All of lore.kernel.org
 help / color / mirror / Atom feed
From: Guillaume Chazarain <guichaz@yahoo.fr>
To: Andrew Morton <akpm@linux-foundation.org>
Cc: balbir@linux.vnet.ibm.com, Jonathan Lim <jlim@sgi.com>,
	Linux Kernel Mailing List <linux-kernel@vger.kernel.org>,
	Jay Lan <jlan@cthulhu.engr.sgi.com>,
	Oleg Nesterov <oleg@tv-sign.ru>
Subject: Add all thread stats for TASKSTATS_CMD_ATTR_TGID (v4)
Date: Sat, 15 Sep 2007 20:42:39 +0200	[thread overview]
Message-ID: <20070915204239.4a6af65e@localhost.localdomain> (raw)
In-Reply-To: <20070912171816.f0993440.akpm@linux-foundation.org>

TASKSTATS_CMD_ATTR_TGID used to return only the delay accounting stats, not
the basic and extended accounting.  With this patch,
TASKSTATS_CMD_ATTR_TGID also aggregates the accounting info for all threads
of a thread group.  This makes TASKSTATS_CMD_ATTR_TGID usable in a similar
fashion to TASKSTATS_CMD_ATTR_PID, for commands like iotop -P
(http://guichaz.free.fr/misc/iotop.py).

Changelog since V3 (http://lkml.org/lkml/2007/8/31/121):
- Removed userspace example, either it gets accepted in util-linux-ng or I'll
maintain it elsewhere.
- Added kerneldoc for fill_threadgroup() and add_tsk().
- Removed useless {get,put}_task_struct(leader) as spotted by Andrew Morton
and Oleg Nesterov.
- Use lock_task_sighand() instead of spin_lock_irqsave(&tsk->sighand->siglock)
for consistency with the locking of task->signal->stats in fill_tgid().
- Removed useless check for a NULL taskstats in fill_tgid_exit().
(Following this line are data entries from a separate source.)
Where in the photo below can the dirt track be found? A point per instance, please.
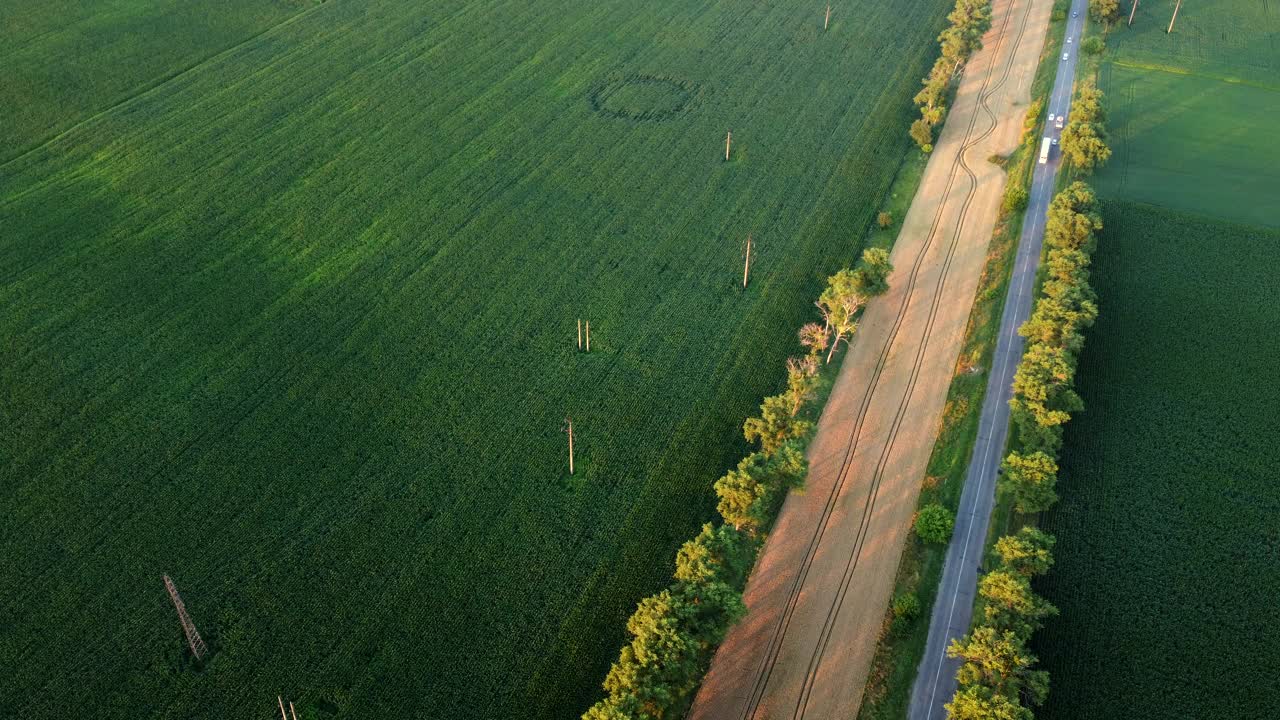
(819, 592)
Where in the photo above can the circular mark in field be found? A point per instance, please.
(643, 98)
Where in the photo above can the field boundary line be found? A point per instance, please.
(982, 106)
(1178, 71)
(155, 85)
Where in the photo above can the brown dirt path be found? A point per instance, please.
(817, 597)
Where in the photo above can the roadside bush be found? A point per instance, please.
(1015, 199)
(933, 523)
(906, 609)
(969, 21)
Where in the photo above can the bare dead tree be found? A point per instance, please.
(197, 645)
(1178, 7)
(568, 428)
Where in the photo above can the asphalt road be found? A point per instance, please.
(952, 609)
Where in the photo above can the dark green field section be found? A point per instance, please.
(63, 60)
(1193, 142)
(1233, 39)
(297, 327)
(1168, 559)
(1192, 114)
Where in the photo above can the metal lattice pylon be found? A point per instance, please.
(193, 639)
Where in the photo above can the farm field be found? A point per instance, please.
(1168, 559)
(68, 59)
(297, 328)
(1191, 114)
(1237, 40)
(1192, 142)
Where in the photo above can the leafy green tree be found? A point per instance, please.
(720, 554)
(1105, 10)
(743, 496)
(933, 523)
(992, 659)
(873, 272)
(906, 609)
(1043, 399)
(922, 132)
(1009, 602)
(1028, 552)
(976, 702)
(1073, 218)
(801, 382)
(658, 668)
(1084, 145)
(776, 424)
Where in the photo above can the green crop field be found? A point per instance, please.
(1191, 113)
(68, 59)
(1168, 559)
(291, 317)
(1193, 142)
(1238, 40)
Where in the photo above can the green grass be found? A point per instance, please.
(297, 327)
(1168, 560)
(64, 60)
(1192, 142)
(1234, 39)
(1191, 113)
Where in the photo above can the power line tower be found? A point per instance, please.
(193, 639)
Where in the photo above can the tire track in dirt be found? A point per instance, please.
(961, 162)
(764, 673)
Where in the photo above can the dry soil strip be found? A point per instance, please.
(805, 645)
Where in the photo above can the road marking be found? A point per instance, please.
(1064, 83)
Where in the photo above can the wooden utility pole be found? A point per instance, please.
(568, 428)
(188, 628)
(1175, 17)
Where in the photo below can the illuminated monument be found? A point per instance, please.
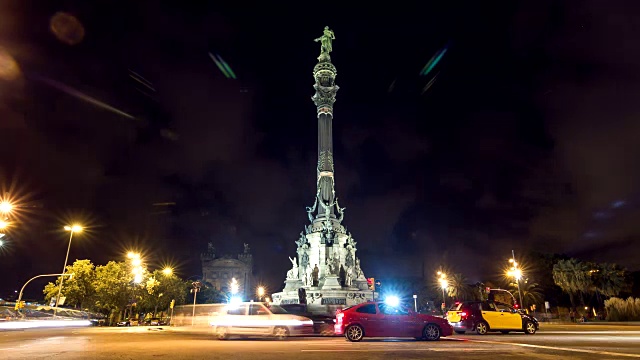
(326, 270)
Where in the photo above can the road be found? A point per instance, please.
(551, 342)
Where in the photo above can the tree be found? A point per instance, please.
(78, 289)
(458, 288)
(531, 293)
(160, 289)
(573, 277)
(608, 279)
(112, 287)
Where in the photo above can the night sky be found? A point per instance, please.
(525, 140)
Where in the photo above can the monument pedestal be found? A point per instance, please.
(292, 284)
(331, 283)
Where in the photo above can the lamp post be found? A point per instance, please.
(71, 229)
(196, 287)
(5, 208)
(516, 273)
(442, 279)
(33, 278)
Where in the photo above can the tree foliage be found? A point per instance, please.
(78, 289)
(109, 289)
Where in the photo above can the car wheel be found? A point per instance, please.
(281, 333)
(222, 333)
(529, 328)
(354, 333)
(431, 332)
(482, 328)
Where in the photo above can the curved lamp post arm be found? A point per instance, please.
(35, 277)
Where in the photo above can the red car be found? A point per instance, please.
(379, 319)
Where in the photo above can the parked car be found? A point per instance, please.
(379, 319)
(256, 319)
(485, 316)
(322, 323)
(128, 322)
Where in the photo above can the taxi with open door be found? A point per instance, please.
(485, 316)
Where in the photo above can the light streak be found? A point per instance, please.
(32, 324)
(77, 94)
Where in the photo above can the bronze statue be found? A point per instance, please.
(326, 41)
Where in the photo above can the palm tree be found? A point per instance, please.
(573, 277)
(531, 293)
(608, 279)
(458, 288)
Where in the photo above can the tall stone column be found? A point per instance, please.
(324, 74)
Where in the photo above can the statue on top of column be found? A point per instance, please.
(326, 41)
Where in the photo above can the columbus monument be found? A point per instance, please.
(325, 270)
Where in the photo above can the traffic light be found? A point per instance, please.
(372, 284)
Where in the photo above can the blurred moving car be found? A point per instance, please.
(322, 323)
(485, 316)
(256, 319)
(382, 319)
(128, 322)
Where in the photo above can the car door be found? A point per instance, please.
(396, 321)
(370, 319)
(259, 320)
(236, 319)
(510, 317)
(491, 315)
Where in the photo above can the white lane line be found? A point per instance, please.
(396, 350)
(587, 351)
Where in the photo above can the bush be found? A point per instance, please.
(622, 310)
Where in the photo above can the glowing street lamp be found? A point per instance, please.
(516, 273)
(5, 207)
(444, 283)
(71, 229)
(234, 286)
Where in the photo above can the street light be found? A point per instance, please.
(516, 273)
(5, 207)
(234, 286)
(71, 229)
(442, 279)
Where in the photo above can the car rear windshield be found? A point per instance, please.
(277, 309)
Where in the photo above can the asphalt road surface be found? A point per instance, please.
(552, 342)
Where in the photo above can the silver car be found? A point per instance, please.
(258, 319)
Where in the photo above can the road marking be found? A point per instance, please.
(598, 352)
(395, 350)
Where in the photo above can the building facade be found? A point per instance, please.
(220, 271)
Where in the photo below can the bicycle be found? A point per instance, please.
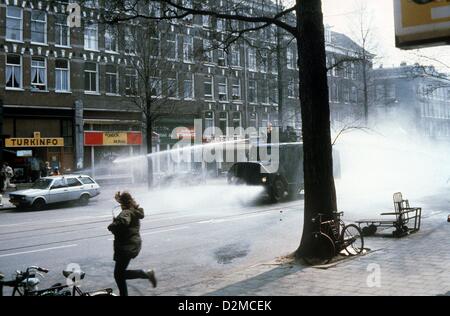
(26, 284)
(333, 237)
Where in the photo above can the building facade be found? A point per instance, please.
(78, 83)
(416, 98)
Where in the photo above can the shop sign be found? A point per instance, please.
(112, 138)
(24, 153)
(37, 141)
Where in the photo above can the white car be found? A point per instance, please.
(57, 189)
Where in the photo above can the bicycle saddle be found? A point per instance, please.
(74, 274)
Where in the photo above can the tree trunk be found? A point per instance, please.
(320, 192)
(366, 92)
(149, 132)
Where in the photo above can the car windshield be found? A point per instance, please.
(42, 184)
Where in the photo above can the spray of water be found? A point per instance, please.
(377, 164)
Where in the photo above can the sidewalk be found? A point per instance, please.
(418, 264)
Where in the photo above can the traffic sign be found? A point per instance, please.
(422, 24)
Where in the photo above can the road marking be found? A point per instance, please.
(159, 231)
(36, 223)
(38, 250)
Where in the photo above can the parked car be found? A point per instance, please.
(56, 189)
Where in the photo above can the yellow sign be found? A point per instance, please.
(115, 139)
(422, 25)
(37, 141)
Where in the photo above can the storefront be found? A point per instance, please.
(103, 148)
(29, 157)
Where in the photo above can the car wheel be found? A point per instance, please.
(84, 200)
(38, 205)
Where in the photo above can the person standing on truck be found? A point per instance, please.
(127, 242)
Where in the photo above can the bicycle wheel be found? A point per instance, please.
(322, 250)
(352, 239)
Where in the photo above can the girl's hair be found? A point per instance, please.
(126, 200)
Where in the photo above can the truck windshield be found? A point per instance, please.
(42, 184)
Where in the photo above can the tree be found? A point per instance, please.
(151, 84)
(304, 21)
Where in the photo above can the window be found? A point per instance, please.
(236, 89)
(87, 181)
(172, 46)
(155, 45)
(67, 133)
(111, 39)
(290, 58)
(263, 64)
(354, 96)
(130, 44)
(253, 120)
(346, 92)
(251, 59)
(112, 80)
(379, 92)
(222, 58)
(38, 26)
(91, 37)
(59, 184)
(38, 74)
(291, 88)
(209, 120)
(130, 82)
(91, 77)
(62, 31)
(72, 182)
(273, 92)
(156, 87)
(235, 56)
(265, 120)
(391, 91)
(237, 119)
(189, 88)
(172, 88)
(188, 49)
(62, 75)
(206, 21)
(223, 88)
(223, 122)
(14, 23)
(252, 96)
(13, 72)
(155, 9)
(220, 25)
(207, 51)
(274, 63)
(208, 86)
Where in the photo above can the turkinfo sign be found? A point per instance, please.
(36, 141)
(421, 25)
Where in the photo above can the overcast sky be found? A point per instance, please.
(343, 16)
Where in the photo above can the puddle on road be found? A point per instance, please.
(228, 253)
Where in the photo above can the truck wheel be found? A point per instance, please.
(278, 190)
(38, 205)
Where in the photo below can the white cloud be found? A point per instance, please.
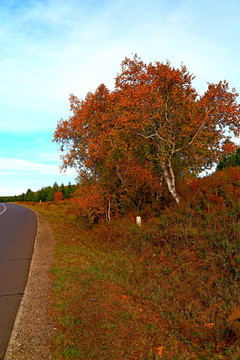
(15, 166)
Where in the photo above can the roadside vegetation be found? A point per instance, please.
(166, 290)
(170, 288)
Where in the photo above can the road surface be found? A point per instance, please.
(18, 228)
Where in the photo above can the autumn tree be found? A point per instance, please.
(58, 196)
(154, 120)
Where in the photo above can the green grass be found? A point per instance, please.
(122, 291)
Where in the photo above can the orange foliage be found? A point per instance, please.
(153, 127)
(58, 196)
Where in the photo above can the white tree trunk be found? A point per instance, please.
(170, 180)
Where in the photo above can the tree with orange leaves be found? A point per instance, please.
(155, 119)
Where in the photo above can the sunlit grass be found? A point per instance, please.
(122, 291)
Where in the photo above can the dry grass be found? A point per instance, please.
(169, 290)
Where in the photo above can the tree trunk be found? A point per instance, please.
(170, 180)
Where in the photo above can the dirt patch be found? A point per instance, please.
(33, 328)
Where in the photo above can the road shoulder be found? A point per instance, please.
(33, 327)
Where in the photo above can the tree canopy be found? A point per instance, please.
(150, 129)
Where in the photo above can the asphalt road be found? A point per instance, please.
(18, 228)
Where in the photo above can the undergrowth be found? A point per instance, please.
(168, 290)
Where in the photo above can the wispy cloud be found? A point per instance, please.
(50, 49)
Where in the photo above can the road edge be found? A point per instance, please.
(18, 345)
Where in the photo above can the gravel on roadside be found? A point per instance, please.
(33, 328)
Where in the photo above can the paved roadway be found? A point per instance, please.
(18, 228)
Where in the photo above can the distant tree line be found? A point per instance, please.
(49, 193)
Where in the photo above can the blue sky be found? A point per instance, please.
(52, 48)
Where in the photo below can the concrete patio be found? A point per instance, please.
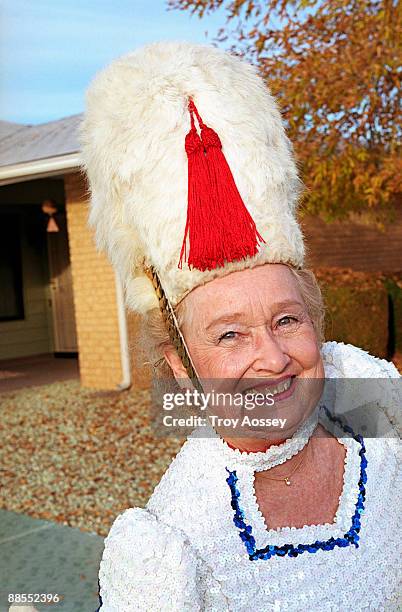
(40, 556)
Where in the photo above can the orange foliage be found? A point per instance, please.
(335, 68)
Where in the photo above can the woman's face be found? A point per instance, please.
(249, 332)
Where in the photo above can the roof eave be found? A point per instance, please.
(39, 168)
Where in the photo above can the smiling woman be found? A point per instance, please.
(275, 502)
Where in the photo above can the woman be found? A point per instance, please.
(193, 195)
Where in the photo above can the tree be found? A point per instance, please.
(335, 68)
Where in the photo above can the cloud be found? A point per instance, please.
(50, 50)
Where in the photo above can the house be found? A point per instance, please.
(59, 295)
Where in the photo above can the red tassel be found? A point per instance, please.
(224, 230)
(200, 203)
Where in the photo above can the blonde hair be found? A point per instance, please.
(155, 339)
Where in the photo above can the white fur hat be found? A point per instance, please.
(132, 138)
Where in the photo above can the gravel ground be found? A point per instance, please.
(77, 457)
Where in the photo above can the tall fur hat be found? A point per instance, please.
(157, 198)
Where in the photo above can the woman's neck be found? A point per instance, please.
(252, 445)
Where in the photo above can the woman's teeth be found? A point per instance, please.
(270, 389)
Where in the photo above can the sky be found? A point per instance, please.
(51, 49)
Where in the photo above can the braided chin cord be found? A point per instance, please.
(172, 327)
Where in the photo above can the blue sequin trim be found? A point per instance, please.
(349, 538)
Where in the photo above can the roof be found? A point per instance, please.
(33, 151)
(19, 143)
(7, 128)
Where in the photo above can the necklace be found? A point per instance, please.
(349, 538)
(286, 479)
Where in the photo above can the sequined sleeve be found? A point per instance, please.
(147, 566)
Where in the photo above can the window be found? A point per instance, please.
(11, 296)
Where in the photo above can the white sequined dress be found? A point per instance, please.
(183, 552)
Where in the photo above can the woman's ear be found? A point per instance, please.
(178, 369)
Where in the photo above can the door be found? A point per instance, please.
(61, 289)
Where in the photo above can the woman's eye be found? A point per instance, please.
(286, 321)
(227, 336)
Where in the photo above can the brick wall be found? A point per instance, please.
(94, 296)
(353, 245)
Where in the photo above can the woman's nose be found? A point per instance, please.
(270, 354)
Thanks Oleg.
- Documented double accounting race seen by Oleg.
- Rephrased the fill_tgid_exit() comment as per Oleg's recommendation.
- Documented the special case for the AFORK ac_flag.
- Use the exit status (code >> 8) instead of the exit code as documented in
Documentation/accounting/taskstats-struct.txt.
- Use signal->group_exit_code if set for stats->ac_exitcode on a TGID as
suggested by Oleg.

Changelog since V2 (http://lkml.org/lkml/2007/8/19/96):
- Added a testcase
- Added an indirection between the stats producer and consumer:
add_task() & fill_threadgroup()
- TGID stats are either summed from all the threads or taken from the leader

Changelog since V1 (http://lkml.org/lkml/2007/8/2/185):
- Update combined stats of exited threads in fill_tgid_exit() as
suggested by Balbir Singh.
- Very light cleanup of fill_tgid_exit() by the way.
- bacct fields are also combined for all threads.
- Instead of assuming memory stats are identical for all threads, we
take the max of all threads.

Signed-off-by: Guillaume Chazarain <guichaz@yahoo.fr>
Cc: Balbir Singh <balbir@in.ibm.com>
Cc: Jay Lan <jlan@engr.sgi.com>
Cc: Jonathan Lim <jlim@sgi.com>
Cc: Oleg Nesterov <oleg@tv-sign.ru>
---

 include/linux/tsacct_kern.h |   12 ++
 kernel/taskstats.c          |  139 +++++++++++++++++++++-------------
 kernel/tsacct.c             |  113 +++++++++++++++------------
 3 files changed, 162 insertions(+), 102 deletions(-)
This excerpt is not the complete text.